Generated by GPT-5-mini| Fastjson | |
|---|---|
| Name | Fastjson |
| Developer | Alibaba Group |
| Released | 2011 |
| Programming language | Java |
| Repository | GitHub |
| License | Apache License 2.0 |
Fastjson Fastjson is a Java library for serializing and deserializing JSON data, developed by Alibaba Group. It is used in backend services, middleware, and client applications across projects associated with Alibaba Group, Taobao, Alipay, and other large-scale platforms. The library interacts with technologies such as Java Virtual Machine, Spring Framework, Apache Tomcat, Netty, and gRPC in production deployments.

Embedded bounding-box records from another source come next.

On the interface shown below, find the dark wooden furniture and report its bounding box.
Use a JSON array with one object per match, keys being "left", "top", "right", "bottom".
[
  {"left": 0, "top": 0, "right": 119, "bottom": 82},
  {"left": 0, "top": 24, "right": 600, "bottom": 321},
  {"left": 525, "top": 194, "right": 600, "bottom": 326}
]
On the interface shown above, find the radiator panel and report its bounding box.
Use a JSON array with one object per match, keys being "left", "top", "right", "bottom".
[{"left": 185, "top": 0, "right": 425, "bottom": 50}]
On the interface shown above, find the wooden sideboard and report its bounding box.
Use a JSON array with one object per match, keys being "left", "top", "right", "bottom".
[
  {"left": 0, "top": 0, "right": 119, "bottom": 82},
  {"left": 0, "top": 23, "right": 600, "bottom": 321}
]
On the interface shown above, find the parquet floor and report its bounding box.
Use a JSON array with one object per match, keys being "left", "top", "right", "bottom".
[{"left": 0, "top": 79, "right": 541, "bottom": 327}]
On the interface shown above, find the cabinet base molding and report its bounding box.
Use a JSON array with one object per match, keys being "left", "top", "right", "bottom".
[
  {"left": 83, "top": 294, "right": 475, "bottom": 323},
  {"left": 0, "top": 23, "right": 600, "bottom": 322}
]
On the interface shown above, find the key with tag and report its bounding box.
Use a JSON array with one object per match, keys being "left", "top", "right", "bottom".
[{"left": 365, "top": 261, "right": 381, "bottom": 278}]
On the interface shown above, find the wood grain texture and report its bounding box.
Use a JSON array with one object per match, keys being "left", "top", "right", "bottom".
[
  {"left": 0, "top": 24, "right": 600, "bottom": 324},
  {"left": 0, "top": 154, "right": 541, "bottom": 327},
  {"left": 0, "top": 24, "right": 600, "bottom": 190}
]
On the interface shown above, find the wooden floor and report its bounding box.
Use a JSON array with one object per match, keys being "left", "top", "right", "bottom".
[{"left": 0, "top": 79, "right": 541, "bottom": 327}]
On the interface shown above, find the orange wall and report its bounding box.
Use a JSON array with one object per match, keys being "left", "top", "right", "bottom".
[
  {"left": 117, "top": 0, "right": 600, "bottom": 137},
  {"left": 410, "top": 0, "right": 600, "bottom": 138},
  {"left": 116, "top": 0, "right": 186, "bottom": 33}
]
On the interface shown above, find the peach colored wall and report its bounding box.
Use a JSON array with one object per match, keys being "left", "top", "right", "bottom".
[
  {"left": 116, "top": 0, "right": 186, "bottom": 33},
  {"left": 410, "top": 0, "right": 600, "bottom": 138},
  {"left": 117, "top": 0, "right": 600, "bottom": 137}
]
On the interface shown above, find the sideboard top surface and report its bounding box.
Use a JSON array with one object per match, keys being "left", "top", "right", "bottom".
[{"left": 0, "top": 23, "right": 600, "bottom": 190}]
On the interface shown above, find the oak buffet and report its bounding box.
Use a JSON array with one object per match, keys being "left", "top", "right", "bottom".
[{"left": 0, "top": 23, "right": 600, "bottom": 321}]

Fastjson provides object mapping between Java objects and JavaScript Object Notation, competing with libraries like Jackson (software), Gson (software), json-simple, Moshi (library), and JSON.org. It emerged within the ecosystem surrounding Alibaba Group and Taobao to meet throughput demands of services integrated with Hadoop, Apache HBase, MySQL, and Redis. Contributors and maintainers have referenced practices from Effective Java and design patterns discussed in Gang of Four literature when shaping the API.
The library implements a parser and generator that map to JavaBeans, supporting annotations similar to approaches found in Java Persistence API usage and frameworks like Hibernate ORM and MyBatis. Architectural components include lexer and parser stages inspired by techniques in ANTLR and Jackson (software), a modular serialization engine, and extension points for custom serializers akin to those in Apache Thrift and Protocol Buffers. Fastjson supports streaming processing comparable to StAX and integrates with containers like Jetty and Spring Boot via converters and message readers. Security-related controls reference patterns used by OWASP and CVE handling processes.
Typical usage involves converting between Java objects and JSON strings through static utility methods and configuration classes that mirror conventions in Java SE and libraries such as Spring Framework's HttpMessageConverters. The API exposes serializer features comparable to annotations in Jackson (software) and builder patterns resembling those in Retrofit (software). Integration points are documented for frameworks including Spring MVC, Dropwizard, and Micronaut, and for platforms like Alibaba Cloud and Amazon Web Services where serialization performance affects services managed by Kubernetes and Docker.
Fastjson has been associated with several high-profile vulnerabilities that attracted attention from security communities including OWASP, CERT/CC, and teams at Alibaba Group. Notable classes of issues include deserialization gadget chains similar to those exploited in vulnerabilities related to Java Serialization, Apache Commons Collections, and JAXB binding. Mitigations adopted by maintainers and integrators have parallels with practices in OpenJS Foundation projects: disabling auto-type resolution, whitelisting classes, applying patches distributed via GitHub, and following advisories from National Vulnerability Database. Security hardening often involves runtime policies used by SELinux, container isolation patterns employed with Docker, and continuous scanning integrated into pipelines using Jenkins or GitLab CI.
Benchmarks comparing Fastjson to Jackson (software), Gson (software), Moshi (library), Jsoniter and native parsers show varied results depending on object complexity, allocation strategies, and JVM options (e.g., HotSpot VM tuning, garbage collectors like G1 GC and ZGC). Performance testing is typically conducted in environments that include Linux, OpenJDK, and cloud hosts on Alibaba Cloud or Amazon Web Services. Microbenchmarks employ tooling such as JMH (Java Microbenchmark Harness), and practitioners analyze throughput and latency similar to approaches used in Yahoo! and Facebook performance teams. Results depend heavily on serialization format choices and integration with I/O frameworks like Netty and Apache Tomcat.
Fastjson is used by enterprises and open-source projects influenced by Alibaba Group ecosystems, including services on Taobao and Tmall. The ecosystem includes forks, plugins, and compatibility layers inspired by community work in GitHub repositories and contributions from engineers familiar with Spring Framework, Apache Dubbo, and Apache RocketMQ. Related tooling spans logging frameworks like Log4j and SLF4J, monitoring systems such as Prometheus and Grafana, and dependency management through Maven and Gradle. Ongoing community discussion happens on platforms like GitHub, Stack Overflow, and developer forums used by teams at Alibaba Group, ByteDance, and other large technology companies.